The Academy of Management (AOM) conference was held in Boston (USA) in August 2019 and I was honoured to be asked to be ‘filmed’ for AOM connect– the Academy’s new digital approach towards helping us members learn more about each other’s research. It was an especially nerve racking experience because of the high tech nature of the recording room (with boom mics, bright lights and professional cameras on tripods), but less so in other ways as there was no immediate wider audience present. The topic of the talk was on organizational readiness (a concept Prof Mark Learmonth and I developed and which I have already blogged about here). It provided an opportunity to explain what the concept is all about and how it might be relevant to managers. Content aside (I shall let you make your own minds up on that!) the makers of the video did a fantastic job at producing a really professional end-product. Here it is in full:
And, while I am covering organizational readiness, I also have an earlier video covering the topic which was filmed at Durham University Business School by our own media team. On this occasion Mark and I had a pre-prepared interaction planned (semi-memorised!) between us rather than an interview format that we could react to – the latter approach with AOM connect felt a lot more natural. Nevertheless, the video does give another nice overview of the work done so far on organizational readiness.
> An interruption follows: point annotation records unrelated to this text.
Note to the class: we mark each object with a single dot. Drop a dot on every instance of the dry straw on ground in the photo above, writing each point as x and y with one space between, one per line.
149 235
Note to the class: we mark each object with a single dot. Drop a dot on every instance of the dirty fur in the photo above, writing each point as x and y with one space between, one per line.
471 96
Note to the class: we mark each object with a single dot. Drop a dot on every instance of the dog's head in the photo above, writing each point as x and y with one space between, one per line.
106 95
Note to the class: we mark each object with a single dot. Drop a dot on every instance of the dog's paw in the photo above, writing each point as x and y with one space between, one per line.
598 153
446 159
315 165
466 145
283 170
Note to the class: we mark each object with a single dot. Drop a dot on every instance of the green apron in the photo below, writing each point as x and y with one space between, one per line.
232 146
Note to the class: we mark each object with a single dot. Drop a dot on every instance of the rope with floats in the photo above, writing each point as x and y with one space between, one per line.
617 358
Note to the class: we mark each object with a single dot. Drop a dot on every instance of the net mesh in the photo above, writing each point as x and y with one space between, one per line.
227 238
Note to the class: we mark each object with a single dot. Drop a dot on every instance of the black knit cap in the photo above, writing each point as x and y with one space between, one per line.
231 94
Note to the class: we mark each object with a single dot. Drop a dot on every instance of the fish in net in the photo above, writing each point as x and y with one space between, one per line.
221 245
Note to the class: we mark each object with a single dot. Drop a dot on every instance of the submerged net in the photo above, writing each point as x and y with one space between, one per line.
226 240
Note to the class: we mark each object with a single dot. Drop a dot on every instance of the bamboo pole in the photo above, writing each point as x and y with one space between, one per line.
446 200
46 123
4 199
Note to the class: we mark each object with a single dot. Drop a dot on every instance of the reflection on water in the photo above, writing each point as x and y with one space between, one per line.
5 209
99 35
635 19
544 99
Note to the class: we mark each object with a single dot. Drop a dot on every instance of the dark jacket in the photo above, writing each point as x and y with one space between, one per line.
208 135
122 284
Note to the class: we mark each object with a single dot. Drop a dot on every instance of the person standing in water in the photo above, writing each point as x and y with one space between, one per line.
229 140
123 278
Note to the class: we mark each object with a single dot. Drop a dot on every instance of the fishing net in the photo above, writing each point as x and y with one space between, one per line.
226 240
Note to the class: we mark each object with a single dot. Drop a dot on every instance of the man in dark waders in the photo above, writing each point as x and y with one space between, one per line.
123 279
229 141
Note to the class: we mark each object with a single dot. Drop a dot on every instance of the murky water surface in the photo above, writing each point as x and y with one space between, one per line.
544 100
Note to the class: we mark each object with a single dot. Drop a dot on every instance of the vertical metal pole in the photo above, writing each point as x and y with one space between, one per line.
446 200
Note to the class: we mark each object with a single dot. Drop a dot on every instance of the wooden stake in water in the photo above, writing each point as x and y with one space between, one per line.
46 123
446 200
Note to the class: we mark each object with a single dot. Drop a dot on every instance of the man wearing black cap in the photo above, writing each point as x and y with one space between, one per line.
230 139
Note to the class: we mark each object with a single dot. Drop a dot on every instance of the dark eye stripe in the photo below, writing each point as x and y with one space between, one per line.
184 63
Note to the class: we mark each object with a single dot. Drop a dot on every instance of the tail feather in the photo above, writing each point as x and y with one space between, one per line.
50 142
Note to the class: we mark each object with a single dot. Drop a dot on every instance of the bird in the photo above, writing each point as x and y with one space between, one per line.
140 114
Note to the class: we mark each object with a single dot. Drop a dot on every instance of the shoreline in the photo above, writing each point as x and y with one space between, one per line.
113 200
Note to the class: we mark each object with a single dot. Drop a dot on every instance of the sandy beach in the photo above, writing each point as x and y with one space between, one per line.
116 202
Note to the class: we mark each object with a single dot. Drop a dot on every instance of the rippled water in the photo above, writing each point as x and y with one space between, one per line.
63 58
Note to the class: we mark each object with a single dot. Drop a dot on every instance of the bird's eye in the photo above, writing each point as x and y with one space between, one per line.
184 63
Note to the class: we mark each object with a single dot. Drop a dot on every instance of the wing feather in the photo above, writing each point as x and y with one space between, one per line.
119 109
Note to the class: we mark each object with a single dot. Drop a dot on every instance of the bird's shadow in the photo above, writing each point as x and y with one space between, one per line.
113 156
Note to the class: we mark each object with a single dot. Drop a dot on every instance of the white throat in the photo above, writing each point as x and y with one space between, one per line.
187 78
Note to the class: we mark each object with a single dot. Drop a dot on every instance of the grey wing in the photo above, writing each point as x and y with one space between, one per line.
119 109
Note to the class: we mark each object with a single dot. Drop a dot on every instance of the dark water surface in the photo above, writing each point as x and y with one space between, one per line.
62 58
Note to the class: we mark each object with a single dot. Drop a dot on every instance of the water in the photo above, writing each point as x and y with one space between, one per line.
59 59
On the wider issue of being filmed in academia: whilst it is a rewarding to see your ideas captured on film it is also a really uncomfortable process. For starters, unless you are a total narcissist, it is extremely odd to watch yourself back on video. You invariably find yourself wondering “Dear god, is that really me!?”, “Do I really sound like that?”, “What’s going on with my hair!”. Whether it is in lecture capture (recordings of teaching sessions) or a recording of a key note address it feels almost like you are watching an alien perform your words. Every hesitation, mannerism and mis-step is exaggerated in your own mind a thousand times over. I do try to remind myself, however, that most people watching the recording have no idea about the ‘perfect’ performance you had planned in your head and tend to be slightly more forgiving!
Regardless of my own inability to watch them back, I do think videos like this are a great way to share our research and engage with a wider number of people. These two videos will help the concept of organizational readiness reach new people and hopefully help us to develop it further.